# removing GOOP from plastic.



## Rockstar (Jun 23, 2004)

Is there anyway to do this without destroying the plastic? Will acetone work?


----------



## mantriumph (Sep 12, 2006)

I use Lighter Fluid


----------



## ruthless (Sep 5, 2003)

There is a product called "Goof Off" that will work on goop and lexel. No harm to the plastic.

You can use acetong if you put it on a rag first then rub. Pour it directly on the yak and you got trouble.


----------



## Rockstar (Jun 23, 2004)

Thanks guys, just what I needed to hear.


----------



## sprtsracer (Apr 27, 2005)

ruthless said:


> There is a product called "Goof Off" that will work on goop and lexel. No harm to the plastic.
> 
> You can use acetong if you put it on a rag first then rub. Pour it directly on the yak and you got trouble.
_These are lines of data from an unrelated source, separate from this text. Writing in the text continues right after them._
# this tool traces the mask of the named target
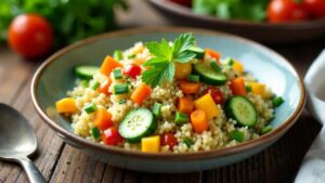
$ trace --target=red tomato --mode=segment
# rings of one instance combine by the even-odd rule
[[[116,127],[110,127],[109,129],[105,130],[102,134],[102,139],[107,145],[117,145],[123,141]]]
[[[312,17],[325,17],[325,0],[304,0],[303,3]]]
[[[123,74],[135,79],[136,76],[139,76],[141,74],[141,67],[139,65],[134,65],[134,64],[128,65],[123,68]]]
[[[172,148],[174,145],[178,144],[178,140],[176,139],[174,134],[171,132],[164,133],[160,135],[160,144],[169,145],[169,147]]]
[[[100,87],[100,91],[101,93],[104,93],[106,94],[107,96],[109,96],[112,93],[108,92],[108,89],[110,87],[110,83],[112,83],[112,79],[108,78],[108,79],[105,79],[103,83],[101,83],[101,87]]]
[[[49,22],[37,14],[22,14],[9,27],[9,44],[21,55],[35,58],[48,53],[53,31]]]
[[[209,93],[216,104],[223,104],[223,94],[216,87],[209,87],[205,93]]]
[[[269,22],[297,22],[308,18],[303,3],[295,0],[272,0],[268,6]]]

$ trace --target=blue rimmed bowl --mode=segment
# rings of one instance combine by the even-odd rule
[[[220,51],[243,62],[245,68],[266,83],[285,103],[276,108],[273,131],[232,147],[186,154],[146,154],[90,142],[73,133],[70,121],[55,113],[54,104],[75,84],[73,68],[100,65],[116,49],[138,41],[173,40],[191,31],[197,44]],[[44,122],[68,144],[109,165],[148,172],[188,172],[212,169],[250,157],[277,141],[295,123],[304,105],[306,93],[295,68],[283,56],[236,36],[193,28],[138,28],[95,36],[72,44],[49,57],[36,71],[31,84],[35,107]]]

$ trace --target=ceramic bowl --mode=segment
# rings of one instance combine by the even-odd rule
[[[176,25],[226,31],[264,43],[295,42],[325,36],[325,18],[299,23],[253,23],[197,15],[190,8],[169,0],[148,2]]]
[[[243,62],[261,82],[285,103],[271,121],[274,130],[259,139],[232,147],[186,154],[147,154],[90,142],[73,133],[70,121],[56,114],[54,104],[75,84],[73,68],[81,64],[100,65],[116,49],[138,41],[173,40],[191,31],[197,44],[211,48]],[[296,121],[304,105],[304,89],[295,68],[274,51],[244,38],[223,32],[191,28],[138,28],[95,36],[72,44],[49,57],[36,71],[31,84],[35,107],[44,122],[72,146],[109,165],[148,172],[188,172],[212,169],[250,157],[278,140]]]

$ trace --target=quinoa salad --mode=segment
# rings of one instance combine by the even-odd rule
[[[56,112],[89,141],[144,153],[210,151],[272,130],[284,100],[245,65],[192,34],[136,42],[101,65],[78,65]]]

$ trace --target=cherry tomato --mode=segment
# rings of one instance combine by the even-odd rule
[[[48,53],[53,31],[49,22],[37,14],[22,14],[9,27],[9,44],[21,55],[35,58]]]
[[[123,141],[116,127],[110,127],[109,129],[105,130],[102,134],[102,140],[107,145],[117,145]]]
[[[272,0],[268,6],[269,22],[297,22],[308,18],[303,3],[295,0]]]
[[[312,17],[325,17],[325,0],[304,0],[303,3]]]
[[[164,133],[160,135],[160,144],[169,145],[169,147],[172,148],[174,145],[178,144],[178,140],[176,139],[174,134],[171,132]]]
[[[141,67],[139,65],[134,65],[134,64],[128,65],[123,68],[123,74],[135,79],[136,76],[139,76],[141,74]]]
[[[209,87],[205,93],[209,93],[216,104],[223,104],[223,94],[216,87]]]

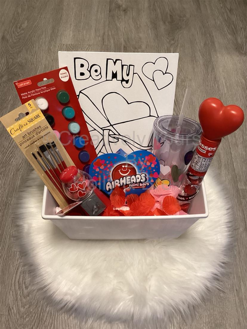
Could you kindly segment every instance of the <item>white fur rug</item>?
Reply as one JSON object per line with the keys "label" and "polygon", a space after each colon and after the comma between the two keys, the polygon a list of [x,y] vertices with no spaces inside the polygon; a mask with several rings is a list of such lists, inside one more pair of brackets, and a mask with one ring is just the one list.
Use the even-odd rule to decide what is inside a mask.
{"label": "white fur rug", "polygon": [[233,216],[220,175],[212,169],[205,179],[209,217],[169,240],[70,240],[41,218],[42,183],[30,175],[32,185],[17,199],[15,238],[34,289],[57,309],[104,328],[118,322],[164,328],[178,317],[188,319],[221,285]]}

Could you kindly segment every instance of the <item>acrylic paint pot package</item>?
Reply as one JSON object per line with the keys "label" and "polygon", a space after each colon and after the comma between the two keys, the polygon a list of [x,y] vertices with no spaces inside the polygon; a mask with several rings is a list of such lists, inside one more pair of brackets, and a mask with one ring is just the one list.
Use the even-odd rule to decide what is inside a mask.
{"label": "acrylic paint pot package", "polygon": [[76,167],[84,169],[96,154],[68,68],[15,81],[21,103],[34,98]]}
{"label": "acrylic paint pot package", "polygon": [[63,192],[60,172],[74,164],[33,99],[0,118],[61,208],[69,200]]}

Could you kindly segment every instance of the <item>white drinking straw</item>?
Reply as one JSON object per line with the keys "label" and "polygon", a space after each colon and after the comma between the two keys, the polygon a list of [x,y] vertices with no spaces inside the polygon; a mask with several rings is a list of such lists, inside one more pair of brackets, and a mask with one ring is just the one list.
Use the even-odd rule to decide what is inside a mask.
{"label": "white drinking straw", "polygon": [[183,99],[183,104],[181,109],[180,114],[178,118],[178,124],[177,125],[176,134],[180,134],[181,131],[181,129],[182,127],[182,125],[183,124],[183,120],[184,117],[185,111],[187,108],[188,102],[189,101],[189,98],[190,93],[190,90],[189,88],[187,88],[185,91],[184,98]]}
{"label": "white drinking straw", "polygon": [[[188,102],[189,101],[189,97],[190,93],[190,90],[189,88],[187,88],[185,91],[184,98],[183,99],[183,104],[181,108],[180,114],[178,118],[178,120],[177,125],[176,128],[176,134],[180,134],[181,131],[182,125],[183,124],[183,120],[184,117],[185,111],[188,105]],[[178,168],[180,167],[179,165],[179,163],[180,160],[179,160],[179,151],[177,150],[176,144],[173,143],[172,144],[170,150],[170,154],[169,156],[166,161],[167,165],[171,167],[172,166],[172,164],[176,164]]]}

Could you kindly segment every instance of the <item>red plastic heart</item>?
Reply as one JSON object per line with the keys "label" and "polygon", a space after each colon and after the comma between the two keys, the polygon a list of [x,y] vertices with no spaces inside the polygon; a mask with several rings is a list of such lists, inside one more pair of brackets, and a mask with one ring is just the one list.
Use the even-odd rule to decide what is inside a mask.
{"label": "red plastic heart", "polygon": [[225,106],[219,99],[212,97],[201,104],[199,116],[204,136],[210,140],[220,139],[233,133],[244,120],[244,113],[238,106]]}
{"label": "red plastic heart", "polygon": [[69,189],[69,192],[76,192],[78,189],[76,185],[74,183],[72,183],[70,185],[70,187]]}
{"label": "red plastic heart", "polygon": [[189,195],[192,195],[192,194],[194,194],[197,190],[196,187],[195,186],[192,186],[191,185],[185,185],[184,187],[184,192],[187,194],[188,194]]}
{"label": "red plastic heart", "polygon": [[85,192],[80,190],[78,191],[78,196],[79,198],[82,198],[83,196],[85,196],[87,193]]}
{"label": "red plastic heart", "polygon": [[83,182],[82,183],[78,183],[77,185],[78,188],[80,190],[84,190],[85,189],[86,185],[87,183],[85,181],[84,182]]}
{"label": "red plastic heart", "polygon": [[190,207],[190,204],[188,202],[187,203],[184,203],[183,204],[180,205],[180,207],[181,210],[183,210],[185,213],[188,213],[189,211],[189,208]]}

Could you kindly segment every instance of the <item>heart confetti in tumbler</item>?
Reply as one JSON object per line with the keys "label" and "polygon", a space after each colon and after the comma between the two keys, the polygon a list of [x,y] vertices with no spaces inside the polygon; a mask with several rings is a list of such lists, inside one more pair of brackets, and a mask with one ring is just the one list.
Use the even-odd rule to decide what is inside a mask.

Yes...but be careful, there are two similar products. One is the "Goof Off" which should be safe, and the other is called, I think, "Goo-Gone" or something like that. That Goo-Gone stuff will eat through plastic like nobody's business!


----------



## ruthless (Sep 5, 2003)

Goof Off is solvent based, but if you put it on a rag and wipe, it will not hurt the plastic, just like acetone, xylene, etc.

Goo Gone is citrus and petrolium based, it will also work and you can pour it directly on th plastic.

I have used both on kayaks.


----------



## sprtsracer (Apr 27, 2005)

ruthless said:


> Goof Off is solvent based, but if you put it on a rag and wipe, it will not hurt the plastic, just like acetone, xylene, etc.
> 
> Goo Gone is citrus and petrolium based, it will also work and you can pour it directly on th plastic.
> 
> I have used both on kayaks.


OK...got the two confused. Too many darn "G"'s! I knew one ate plastic and the other one didn't. Never could keep them straight. Glad you clarified that or I would have eaten the paint off my car removing the pin-stripes!!!


----------